I am the proud owner of a black lab named Jazz. When she is resting on her off white dog bed her marvelous black silhouette begs to be painted. A black shape against a white background is the strongest visual contrast possible. If it is your goal is to feature a shape or attract attention to a shape then VALUE CONTRAST works best. Value contrast refers to a colors lightness or darkness. Black is at one end of the value scale and white at the other.
Value contrast works best to make shapes visible. That is why signs are generally made with strong value contrast. Imagine a stop sign painted yellow and pink. While it may be pretty it would cause a lot of accidents. Contrasting values does not mean one should always use black and white. There are times when very subtle value contrasts are appropriate. Fog would be a good example. The values scale in fog may go from a middle dark gray to a middle light gray. Observation is your best teacher when deciding what color contrast is most evident. Other color contrasts include hue and intensity of hue. I will address these contrasts in future "Palette-ables". Value contrast in a painting also creates a more serious effect.
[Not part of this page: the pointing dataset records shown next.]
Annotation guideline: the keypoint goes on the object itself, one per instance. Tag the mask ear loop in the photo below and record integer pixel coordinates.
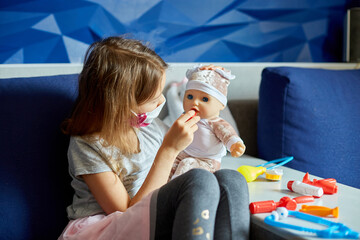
(139, 120)
(334, 230)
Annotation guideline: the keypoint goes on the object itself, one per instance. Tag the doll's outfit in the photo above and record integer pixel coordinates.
(210, 143)
(214, 136)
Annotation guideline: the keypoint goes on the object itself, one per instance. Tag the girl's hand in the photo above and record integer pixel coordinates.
(181, 133)
(237, 149)
(211, 67)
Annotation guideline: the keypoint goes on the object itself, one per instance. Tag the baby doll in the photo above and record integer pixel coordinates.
(206, 93)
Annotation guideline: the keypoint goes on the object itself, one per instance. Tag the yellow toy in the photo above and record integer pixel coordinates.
(251, 173)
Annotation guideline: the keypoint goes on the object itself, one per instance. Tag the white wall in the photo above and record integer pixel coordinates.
(244, 86)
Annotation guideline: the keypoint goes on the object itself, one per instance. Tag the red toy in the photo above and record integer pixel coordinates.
(328, 185)
(269, 206)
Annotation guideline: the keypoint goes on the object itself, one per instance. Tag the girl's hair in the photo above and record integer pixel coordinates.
(118, 75)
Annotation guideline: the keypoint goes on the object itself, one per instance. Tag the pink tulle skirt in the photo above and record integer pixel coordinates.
(132, 224)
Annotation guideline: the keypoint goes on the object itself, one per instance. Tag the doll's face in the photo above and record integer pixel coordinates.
(205, 105)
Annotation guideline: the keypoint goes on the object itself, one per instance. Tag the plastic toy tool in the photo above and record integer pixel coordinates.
(334, 230)
(320, 211)
(269, 206)
(328, 185)
(251, 173)
(305, 189)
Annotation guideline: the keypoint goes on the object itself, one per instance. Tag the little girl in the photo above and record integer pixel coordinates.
(120, 156)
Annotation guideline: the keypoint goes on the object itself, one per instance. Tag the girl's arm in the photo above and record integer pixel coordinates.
(110, 192)
(179, 136)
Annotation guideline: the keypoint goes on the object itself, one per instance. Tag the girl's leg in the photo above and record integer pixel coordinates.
(186, 206)
(233, 216)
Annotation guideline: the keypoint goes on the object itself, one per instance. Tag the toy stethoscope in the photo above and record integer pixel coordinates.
(334, 230)
(251, 173)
If your subject matter is heavy, use value.
The simplest way to create value contrast is to use black and white paints. Alternatives used by many painters include charcoal, ink, graphite or anything else you can come up with. Take note that value contrast is the strongest of the color contrasts and will trump any subtle color contrast in the area.
We all begin our art life with a pencil and contrasting values. Do not forsake beautiful value contrasts for pure color when value is the perfect element.